Periprosthetic fractures are breaks in the bone that occur around joint replacements. They usually occur after trauma, for example after a fall, or when the bone around the implant becomes weak, such as in osteoporosis. In this situation even minor forces can cause the bone to fracture. The treatment of this problem is varied but usually involves fixing the fracture with plates and screws or replacing the existing implant with a revision prosthesis which usually has a longer stem, to bypass the fracture. The last option that can be used is a megaprosthesis which is implanted after the broken pieces of bone have been removed. The soft tissue attachments of the muscle tendons are reconstructed back onto the prosthesis to maintain as much function of the limb as possible. These mega or endoprostheses have the advantage that they allow immediate weight bearing and rehabilitation.
Aseptic and septic loosening.
On occasion implants become loose, either due to infection or just because the bone has not grown onto the prosthesis. In this situation the patient may complain of pain, instability or both. The worst case scenario is that the prosthesis dislocates or bone is worn away. The resulting bone defect and infection, if present, may require specialised equipment or even custom implants to restore normal limb alignment, length and function.
If infection is present, depending on the severity and bacteria that are grown, the operation to clear the infection and reconstruct the joint may require 2 operations. The first is to clear the infection. During this surgery ALL of the infected material is removed and a temporary bone cement implant or spacer is inserted. This has antibiotics impregnated into the cement which leak out and provide local control of the infection. It's other function is to maintain the space required for the definitive implants which will come at the second surgery. Samples are taken at the first surgery to guide future antibiotic administration.
The second stage of procedure is performed once the infection in the joint is thought to be cleared. Usually this is after approximately 6 weeks of antibiotics, which are given either orally or intravenously. Blood tests are also taken to measure the amount of inflammation in the body which gives the surgeon an indication as to whether the treatment has worked and the infection is cleared. The less the inflammation the better. Once this has occurred the definitive implants can be inserted.

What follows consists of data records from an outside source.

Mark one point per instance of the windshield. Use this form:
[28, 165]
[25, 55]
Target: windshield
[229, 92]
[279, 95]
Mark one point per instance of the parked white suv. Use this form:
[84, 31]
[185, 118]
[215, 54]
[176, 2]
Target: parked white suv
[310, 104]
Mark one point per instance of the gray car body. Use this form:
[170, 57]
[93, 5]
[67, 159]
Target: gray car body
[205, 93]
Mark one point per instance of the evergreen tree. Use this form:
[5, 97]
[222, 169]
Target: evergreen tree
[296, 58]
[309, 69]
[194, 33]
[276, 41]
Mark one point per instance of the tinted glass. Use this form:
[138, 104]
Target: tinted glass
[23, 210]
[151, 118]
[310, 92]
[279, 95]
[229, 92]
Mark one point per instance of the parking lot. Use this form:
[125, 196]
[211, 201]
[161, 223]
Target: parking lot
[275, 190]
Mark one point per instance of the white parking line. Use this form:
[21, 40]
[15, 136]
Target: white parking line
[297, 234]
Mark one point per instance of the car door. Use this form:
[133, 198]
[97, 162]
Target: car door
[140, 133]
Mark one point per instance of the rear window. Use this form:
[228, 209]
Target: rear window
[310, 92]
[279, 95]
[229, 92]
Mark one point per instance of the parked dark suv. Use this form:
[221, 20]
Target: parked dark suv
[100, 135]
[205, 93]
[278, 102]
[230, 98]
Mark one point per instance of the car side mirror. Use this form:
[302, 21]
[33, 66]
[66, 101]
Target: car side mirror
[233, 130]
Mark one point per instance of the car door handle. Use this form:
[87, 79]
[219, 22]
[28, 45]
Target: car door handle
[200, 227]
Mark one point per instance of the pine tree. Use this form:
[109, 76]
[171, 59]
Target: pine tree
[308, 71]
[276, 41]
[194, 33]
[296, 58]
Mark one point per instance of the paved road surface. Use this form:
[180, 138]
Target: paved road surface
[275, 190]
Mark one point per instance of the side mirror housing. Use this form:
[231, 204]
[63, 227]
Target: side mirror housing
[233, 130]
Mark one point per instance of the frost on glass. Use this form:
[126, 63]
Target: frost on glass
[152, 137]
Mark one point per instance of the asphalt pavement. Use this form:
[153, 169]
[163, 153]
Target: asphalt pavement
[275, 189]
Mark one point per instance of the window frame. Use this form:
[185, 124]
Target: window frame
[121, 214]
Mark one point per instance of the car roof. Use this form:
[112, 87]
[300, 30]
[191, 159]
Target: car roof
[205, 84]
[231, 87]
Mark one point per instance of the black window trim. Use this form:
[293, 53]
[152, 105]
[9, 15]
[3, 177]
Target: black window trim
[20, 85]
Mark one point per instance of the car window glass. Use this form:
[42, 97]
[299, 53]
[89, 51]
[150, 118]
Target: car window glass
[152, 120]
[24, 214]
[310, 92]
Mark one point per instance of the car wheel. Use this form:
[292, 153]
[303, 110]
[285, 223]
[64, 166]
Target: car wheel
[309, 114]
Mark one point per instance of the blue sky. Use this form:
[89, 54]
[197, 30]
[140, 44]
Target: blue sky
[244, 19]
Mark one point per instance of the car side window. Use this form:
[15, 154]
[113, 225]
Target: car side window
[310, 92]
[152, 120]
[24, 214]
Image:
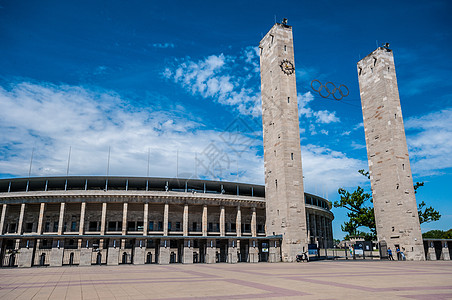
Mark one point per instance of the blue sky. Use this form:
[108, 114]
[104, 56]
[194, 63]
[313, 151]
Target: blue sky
[179, 80]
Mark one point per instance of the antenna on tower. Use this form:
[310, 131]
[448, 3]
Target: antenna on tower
[177, 164]
[149, 154]
[108, 168]
[31, 161]
[68, 161]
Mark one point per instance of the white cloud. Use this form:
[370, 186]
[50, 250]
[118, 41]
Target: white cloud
[163, 45]
[52, 118]
[321, 116]
[326, 117]
[355, 145]
[327, 170]
[214, 78]
[429, 139]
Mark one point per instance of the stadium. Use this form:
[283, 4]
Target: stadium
[99, 220]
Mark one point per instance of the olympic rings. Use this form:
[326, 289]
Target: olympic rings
[330, 89]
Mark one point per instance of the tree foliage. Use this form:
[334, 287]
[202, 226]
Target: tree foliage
[360, 214]
[427, 214]
[361, 211]
[438, 234]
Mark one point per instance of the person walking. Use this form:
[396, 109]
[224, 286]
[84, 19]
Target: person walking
[390, 254]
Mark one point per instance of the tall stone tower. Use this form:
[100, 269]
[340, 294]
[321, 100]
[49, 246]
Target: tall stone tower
[284, 193]
[395, 206]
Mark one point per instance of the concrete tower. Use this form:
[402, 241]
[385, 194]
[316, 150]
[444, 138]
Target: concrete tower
[395, 206]
[284, 192]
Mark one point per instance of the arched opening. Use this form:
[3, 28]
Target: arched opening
[149, 258]
[99, 258]
[42, 259]
[12, 260]
[71, 258]
[195, 257]
[172, 257]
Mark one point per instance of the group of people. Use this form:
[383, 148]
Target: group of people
[400, 254]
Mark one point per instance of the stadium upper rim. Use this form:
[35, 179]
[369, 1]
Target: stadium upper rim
[131, 183]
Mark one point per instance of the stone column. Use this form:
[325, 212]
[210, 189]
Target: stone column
[238, 222]
[232, 251]
[140, 251]
[124, 218]
[61, 219]
[165, 221]
[103, 218]
[41, 218]
[21, 218]
[222, 222]
[2, 219]
[185, 222]
[253, 223]
[188, 252]
[81, 226]
[211, 252]
[146, 219]
[204, 220]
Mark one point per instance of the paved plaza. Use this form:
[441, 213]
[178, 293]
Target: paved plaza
[313, 280]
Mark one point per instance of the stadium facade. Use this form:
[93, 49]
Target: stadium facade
[136, 220]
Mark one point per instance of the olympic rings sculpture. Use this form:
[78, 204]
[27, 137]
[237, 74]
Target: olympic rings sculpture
[330, 89]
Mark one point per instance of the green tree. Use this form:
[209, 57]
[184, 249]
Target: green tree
[438, 234]
[361, 211]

Revision of megaprostheses.
Mega or endoprostheses are often used in limb reconstruction, especially after tumour resection. Unfortunately endoprostheses are more prone to problems than standard orthopaedic implants. They have a larger surface area that is foreign to the body and can more easily become contaminated with bacteria which may result in a periprosthetic infection. The forces through the new limb are very different once large amounts of muscle and bone are removed and this can cause the prosthesis to loosen and rarely break.
These issues are treated in much the same way as standard implants but the process is more involved and may require the assistance of other members of the surgical team such as the plastic reconstructive surgeons.